One possibility, according to a source with knowledge of the Jets' plans, is trying to find Artest a role on a British soap opera.
I've been on record several times with my objections to Kobe playing for Besiktas, or any legitimate overseas squad. A title with Besiktas adds roughly zilch to Kobe's resume and he couldn't possibly need the money that badly. (Even if he does, I have a feeling opportunities to earn cash will present themselves even without stepping on a court.) In the meantime, Kobe has recurring injuries, the mileage of nearly 19 NBA seasons when you include the playoffs, and a relatively short window as an indisputably elite NBA player. I just don't think such a low reward scenario is worth Kobe's time and energy.

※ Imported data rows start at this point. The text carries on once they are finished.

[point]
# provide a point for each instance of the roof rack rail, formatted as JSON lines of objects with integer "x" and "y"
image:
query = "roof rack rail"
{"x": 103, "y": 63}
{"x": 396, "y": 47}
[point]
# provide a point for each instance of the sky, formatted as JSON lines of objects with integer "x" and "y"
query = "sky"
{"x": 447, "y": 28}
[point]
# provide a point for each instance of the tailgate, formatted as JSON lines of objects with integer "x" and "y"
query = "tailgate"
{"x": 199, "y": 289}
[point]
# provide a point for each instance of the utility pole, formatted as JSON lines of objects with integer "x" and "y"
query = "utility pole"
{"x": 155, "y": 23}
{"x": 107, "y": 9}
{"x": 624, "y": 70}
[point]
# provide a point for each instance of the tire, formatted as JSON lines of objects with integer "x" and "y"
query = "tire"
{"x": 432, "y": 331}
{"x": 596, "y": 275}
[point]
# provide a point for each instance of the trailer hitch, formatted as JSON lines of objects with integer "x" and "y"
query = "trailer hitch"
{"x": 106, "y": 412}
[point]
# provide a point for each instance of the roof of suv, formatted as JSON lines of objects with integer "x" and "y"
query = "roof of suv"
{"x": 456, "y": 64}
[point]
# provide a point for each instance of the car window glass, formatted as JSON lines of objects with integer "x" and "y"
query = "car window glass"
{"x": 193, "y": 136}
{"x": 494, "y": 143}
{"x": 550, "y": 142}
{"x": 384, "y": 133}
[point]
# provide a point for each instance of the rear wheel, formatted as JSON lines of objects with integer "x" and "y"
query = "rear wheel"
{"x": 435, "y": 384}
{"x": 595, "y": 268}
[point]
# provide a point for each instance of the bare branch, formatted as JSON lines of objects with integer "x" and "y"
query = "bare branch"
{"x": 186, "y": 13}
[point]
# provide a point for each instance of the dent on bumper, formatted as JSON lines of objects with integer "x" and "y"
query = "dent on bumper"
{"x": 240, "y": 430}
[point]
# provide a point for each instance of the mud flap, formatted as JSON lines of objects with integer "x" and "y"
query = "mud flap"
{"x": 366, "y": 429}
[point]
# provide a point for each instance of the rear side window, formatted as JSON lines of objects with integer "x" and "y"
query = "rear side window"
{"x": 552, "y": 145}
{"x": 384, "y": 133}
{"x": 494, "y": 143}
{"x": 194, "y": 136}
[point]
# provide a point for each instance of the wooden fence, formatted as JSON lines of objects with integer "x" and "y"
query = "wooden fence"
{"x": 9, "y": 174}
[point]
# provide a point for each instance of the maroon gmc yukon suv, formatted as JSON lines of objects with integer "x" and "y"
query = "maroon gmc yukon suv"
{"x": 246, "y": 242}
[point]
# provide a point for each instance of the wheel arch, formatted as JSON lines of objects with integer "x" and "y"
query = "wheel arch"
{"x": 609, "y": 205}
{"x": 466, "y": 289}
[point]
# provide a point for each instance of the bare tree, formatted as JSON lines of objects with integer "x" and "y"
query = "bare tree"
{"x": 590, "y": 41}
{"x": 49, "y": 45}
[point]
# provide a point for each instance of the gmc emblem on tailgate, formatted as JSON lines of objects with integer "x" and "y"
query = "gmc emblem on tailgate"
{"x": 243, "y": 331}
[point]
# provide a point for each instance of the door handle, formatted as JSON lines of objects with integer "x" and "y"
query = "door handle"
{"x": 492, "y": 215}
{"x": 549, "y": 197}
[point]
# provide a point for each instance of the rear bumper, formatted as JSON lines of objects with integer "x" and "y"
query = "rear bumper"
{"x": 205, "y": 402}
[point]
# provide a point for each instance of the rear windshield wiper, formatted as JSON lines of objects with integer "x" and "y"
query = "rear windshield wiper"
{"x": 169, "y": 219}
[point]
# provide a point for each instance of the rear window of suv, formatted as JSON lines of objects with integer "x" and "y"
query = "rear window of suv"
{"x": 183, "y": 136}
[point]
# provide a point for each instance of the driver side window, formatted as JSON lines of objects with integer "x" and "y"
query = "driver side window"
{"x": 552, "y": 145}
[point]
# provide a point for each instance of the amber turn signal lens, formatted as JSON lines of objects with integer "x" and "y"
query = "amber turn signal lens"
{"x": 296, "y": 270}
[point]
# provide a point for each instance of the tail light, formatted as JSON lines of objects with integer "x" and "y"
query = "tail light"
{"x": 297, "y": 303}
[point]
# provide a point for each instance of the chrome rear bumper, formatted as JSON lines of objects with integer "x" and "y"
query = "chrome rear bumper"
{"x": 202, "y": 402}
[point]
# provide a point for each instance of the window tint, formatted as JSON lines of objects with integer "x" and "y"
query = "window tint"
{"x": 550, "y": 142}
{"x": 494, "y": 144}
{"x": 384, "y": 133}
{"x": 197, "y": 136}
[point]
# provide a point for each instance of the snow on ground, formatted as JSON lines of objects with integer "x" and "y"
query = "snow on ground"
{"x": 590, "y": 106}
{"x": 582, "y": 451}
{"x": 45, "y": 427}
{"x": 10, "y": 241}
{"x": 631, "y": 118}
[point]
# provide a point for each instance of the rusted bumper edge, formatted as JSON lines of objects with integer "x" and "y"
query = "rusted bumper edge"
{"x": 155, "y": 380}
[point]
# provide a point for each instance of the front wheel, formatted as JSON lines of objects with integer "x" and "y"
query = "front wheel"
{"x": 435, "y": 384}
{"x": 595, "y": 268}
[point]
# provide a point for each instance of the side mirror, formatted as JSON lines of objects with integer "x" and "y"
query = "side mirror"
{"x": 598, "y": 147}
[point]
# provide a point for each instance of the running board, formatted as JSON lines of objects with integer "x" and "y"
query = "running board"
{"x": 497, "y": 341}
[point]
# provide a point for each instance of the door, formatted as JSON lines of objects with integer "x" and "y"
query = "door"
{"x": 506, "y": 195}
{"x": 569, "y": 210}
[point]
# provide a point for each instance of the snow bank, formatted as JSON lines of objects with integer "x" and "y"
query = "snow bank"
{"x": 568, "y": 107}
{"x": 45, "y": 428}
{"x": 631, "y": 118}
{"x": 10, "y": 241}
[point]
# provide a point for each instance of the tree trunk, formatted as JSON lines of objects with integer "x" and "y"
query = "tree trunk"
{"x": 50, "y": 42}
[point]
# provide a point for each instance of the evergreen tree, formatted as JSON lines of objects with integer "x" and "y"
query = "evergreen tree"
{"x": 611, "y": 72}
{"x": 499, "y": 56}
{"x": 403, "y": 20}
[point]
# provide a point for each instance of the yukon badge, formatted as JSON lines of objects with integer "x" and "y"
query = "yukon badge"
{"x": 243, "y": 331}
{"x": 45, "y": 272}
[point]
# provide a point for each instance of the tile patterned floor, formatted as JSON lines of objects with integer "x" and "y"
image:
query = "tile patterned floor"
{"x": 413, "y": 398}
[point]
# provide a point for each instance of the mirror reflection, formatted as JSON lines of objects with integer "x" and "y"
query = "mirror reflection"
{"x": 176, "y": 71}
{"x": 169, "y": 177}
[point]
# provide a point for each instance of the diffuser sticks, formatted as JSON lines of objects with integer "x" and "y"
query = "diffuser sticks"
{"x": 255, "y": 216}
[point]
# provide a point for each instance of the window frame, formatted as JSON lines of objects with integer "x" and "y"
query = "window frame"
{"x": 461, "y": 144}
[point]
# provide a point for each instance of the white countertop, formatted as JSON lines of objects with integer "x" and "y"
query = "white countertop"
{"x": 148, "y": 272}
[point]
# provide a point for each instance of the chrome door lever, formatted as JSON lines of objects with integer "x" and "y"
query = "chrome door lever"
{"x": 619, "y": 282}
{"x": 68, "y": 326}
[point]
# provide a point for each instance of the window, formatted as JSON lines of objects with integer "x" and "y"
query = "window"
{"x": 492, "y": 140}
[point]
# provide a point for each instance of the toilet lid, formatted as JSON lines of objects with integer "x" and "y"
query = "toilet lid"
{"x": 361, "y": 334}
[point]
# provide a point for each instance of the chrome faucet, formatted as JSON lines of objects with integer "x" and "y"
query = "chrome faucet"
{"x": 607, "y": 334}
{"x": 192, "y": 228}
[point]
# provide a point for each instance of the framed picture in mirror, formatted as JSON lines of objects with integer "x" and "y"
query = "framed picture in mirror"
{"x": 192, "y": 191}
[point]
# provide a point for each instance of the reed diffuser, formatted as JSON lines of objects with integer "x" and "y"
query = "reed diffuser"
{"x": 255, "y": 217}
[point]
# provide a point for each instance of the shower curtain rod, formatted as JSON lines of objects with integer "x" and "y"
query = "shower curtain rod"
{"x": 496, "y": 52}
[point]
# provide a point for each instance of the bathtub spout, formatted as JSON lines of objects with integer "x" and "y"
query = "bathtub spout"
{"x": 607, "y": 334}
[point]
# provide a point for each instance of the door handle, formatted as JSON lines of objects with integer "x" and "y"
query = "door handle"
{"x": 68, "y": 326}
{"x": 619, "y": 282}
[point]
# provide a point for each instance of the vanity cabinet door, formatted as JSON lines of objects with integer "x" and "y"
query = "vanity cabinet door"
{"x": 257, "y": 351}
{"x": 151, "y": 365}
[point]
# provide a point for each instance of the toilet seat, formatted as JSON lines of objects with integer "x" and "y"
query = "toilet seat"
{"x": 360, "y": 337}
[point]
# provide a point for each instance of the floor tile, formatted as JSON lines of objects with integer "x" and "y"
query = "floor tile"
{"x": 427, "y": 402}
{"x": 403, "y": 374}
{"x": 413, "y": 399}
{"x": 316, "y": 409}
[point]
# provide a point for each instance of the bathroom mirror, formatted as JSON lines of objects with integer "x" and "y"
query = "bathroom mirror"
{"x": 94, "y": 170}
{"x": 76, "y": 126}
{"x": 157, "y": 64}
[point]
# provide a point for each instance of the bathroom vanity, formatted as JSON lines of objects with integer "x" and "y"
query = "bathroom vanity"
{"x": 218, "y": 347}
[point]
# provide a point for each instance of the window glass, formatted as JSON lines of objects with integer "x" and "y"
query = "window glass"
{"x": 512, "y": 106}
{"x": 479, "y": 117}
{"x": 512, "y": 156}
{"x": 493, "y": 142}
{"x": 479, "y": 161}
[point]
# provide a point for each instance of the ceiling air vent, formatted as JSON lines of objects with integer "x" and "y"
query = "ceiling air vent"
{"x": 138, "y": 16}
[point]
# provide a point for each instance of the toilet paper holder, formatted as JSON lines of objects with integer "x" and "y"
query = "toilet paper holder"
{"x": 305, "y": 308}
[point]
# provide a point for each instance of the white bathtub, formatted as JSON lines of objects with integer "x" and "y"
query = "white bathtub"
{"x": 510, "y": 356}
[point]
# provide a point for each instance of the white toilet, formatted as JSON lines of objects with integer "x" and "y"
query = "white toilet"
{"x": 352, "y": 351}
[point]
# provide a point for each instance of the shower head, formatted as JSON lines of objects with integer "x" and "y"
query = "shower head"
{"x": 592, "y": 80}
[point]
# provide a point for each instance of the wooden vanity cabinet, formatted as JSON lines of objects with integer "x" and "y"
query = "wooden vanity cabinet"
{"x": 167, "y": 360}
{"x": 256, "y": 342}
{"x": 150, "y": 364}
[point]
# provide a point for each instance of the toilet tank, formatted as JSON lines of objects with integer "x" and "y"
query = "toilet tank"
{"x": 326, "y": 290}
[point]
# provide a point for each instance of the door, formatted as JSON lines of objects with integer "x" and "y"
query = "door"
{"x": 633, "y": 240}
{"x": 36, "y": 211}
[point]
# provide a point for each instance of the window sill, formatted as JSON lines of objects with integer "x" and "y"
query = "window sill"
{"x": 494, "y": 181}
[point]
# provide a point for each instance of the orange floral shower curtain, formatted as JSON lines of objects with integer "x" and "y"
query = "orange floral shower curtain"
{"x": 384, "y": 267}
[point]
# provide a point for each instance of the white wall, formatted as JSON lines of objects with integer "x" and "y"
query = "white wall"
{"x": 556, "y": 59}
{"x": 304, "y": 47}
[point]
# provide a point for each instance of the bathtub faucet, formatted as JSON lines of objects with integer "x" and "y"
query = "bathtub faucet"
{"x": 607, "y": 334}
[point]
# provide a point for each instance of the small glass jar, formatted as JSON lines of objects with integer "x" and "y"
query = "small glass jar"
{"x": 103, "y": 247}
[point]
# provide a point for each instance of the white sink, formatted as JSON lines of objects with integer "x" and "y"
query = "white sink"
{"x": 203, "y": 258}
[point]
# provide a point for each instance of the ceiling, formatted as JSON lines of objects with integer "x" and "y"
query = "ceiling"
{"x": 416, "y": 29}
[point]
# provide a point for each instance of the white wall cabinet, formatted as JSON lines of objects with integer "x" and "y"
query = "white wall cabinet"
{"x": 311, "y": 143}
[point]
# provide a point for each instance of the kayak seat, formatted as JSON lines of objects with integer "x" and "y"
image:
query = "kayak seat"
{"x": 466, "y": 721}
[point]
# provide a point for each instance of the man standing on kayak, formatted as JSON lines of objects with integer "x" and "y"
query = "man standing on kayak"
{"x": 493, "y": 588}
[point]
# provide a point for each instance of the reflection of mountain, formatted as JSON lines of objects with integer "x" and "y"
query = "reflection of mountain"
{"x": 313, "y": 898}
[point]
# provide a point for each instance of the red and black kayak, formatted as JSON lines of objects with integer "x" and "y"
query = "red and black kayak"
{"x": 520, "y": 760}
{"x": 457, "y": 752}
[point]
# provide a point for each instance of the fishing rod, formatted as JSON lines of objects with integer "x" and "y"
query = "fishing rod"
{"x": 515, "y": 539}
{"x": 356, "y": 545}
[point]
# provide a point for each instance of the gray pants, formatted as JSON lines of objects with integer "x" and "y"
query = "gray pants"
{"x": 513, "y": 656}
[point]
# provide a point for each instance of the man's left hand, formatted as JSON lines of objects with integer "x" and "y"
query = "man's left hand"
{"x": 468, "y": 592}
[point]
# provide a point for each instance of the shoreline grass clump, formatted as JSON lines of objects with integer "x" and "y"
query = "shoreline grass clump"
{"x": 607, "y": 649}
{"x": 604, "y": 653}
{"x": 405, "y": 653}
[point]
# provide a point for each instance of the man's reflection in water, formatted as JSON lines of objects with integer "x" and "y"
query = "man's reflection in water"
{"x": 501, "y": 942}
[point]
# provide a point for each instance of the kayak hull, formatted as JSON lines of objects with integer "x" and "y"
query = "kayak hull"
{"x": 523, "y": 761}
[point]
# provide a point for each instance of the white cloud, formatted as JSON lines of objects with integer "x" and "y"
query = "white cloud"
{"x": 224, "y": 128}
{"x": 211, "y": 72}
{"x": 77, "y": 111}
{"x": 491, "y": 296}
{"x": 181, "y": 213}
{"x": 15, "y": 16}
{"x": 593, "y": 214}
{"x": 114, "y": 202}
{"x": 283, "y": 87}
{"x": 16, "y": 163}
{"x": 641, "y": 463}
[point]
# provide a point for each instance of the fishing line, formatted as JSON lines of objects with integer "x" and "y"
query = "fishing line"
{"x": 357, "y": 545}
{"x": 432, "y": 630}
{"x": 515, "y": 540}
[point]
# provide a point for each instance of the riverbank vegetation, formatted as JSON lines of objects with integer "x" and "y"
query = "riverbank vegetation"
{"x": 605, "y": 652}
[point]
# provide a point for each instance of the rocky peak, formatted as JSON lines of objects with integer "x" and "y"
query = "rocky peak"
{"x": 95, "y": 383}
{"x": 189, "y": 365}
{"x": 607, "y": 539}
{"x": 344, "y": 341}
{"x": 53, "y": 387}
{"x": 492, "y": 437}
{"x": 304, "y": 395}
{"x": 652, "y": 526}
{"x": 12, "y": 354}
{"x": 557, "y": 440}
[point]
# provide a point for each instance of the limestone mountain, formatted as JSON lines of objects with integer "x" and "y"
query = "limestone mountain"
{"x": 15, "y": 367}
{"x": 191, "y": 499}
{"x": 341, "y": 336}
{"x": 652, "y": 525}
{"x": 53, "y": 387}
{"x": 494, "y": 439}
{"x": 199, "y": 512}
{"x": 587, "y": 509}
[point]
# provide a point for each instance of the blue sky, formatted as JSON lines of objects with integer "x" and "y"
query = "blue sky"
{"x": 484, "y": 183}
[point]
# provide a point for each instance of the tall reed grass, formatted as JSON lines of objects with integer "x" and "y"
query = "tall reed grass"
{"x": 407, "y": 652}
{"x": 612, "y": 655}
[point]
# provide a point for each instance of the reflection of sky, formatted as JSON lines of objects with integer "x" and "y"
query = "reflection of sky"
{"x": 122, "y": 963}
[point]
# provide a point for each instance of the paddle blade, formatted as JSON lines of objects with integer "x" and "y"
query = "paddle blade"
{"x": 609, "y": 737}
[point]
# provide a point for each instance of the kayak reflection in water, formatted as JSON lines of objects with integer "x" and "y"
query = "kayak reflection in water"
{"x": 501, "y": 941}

Ron's potential venture in England also concerns me, but for different reasons. Obviously, the injury risks are the same for both players. However, Ron doesn't have nearly the same impact as Kobe on the Lakers' fortunes and quite frankly, even at peak health, Artest is one of maybe five NBA players whose hops don't make Luke Walton jealous. Most fans have deemed Ron in steep decline as it is. A major ailment notwithstanding, I'm not sure additional wear and tear would be markedly noticeable.
Instead, what concerns me more is Ron being theoretically enticed in large part by the opportunity to appear on British soap operas, among other projects. Artest's moth-to-flame relationship with the spotlight has never been a secret. The guy lives to entertain, whether through a music career, boxer-clad Jimmy Kimmel Show appearances or blowing kisses to the crowd. In the beginning, these impulses felt more quirky than problematic. "Ron being Ron," if you will. Plus, the Lakers were winning and Ron's desire couldn't be questioned.
However, when time in the limelight increases while stats simultaneously decrease, it becomes easier to wonder about Ron growing distracted. That basketball is being viewed as a means of celebrity, rather than celebrity being the byproduct of basketball. Obviously, it's not impossible to balance these worlds. Lamar Odom, certainly no stranger to questions about focus, had the best season of his career while filming a reality TV show with Khloe Kardashian, a PR machine who by all accounts has actually grounded LO. Stranger things have happened than mutual success in basketball and Hollywood.
However, should a lovable but flighty player actually choose a basketball squad because of the fit with his filming schedule, it raises eyebrows, if not red flags. Should the chance to build your brand among England's couch potatoes really be such an attraction? No doubt, a shot at the British equivalent of a Daytime Emmy is one heckuva lure, but considering the sub-par season Ron just endured, it would be reassuring if basketball appeared at least a consideration. Thus far, I haven't gotten that vibe. Even as someone who has often defended Artest's intentions, and even acknowledging we're a long way from a signed dotted line, something about this doesn't sit well for me.
To borrow a phrase made famous by TV, I hope Ron hasn't jumped the shark.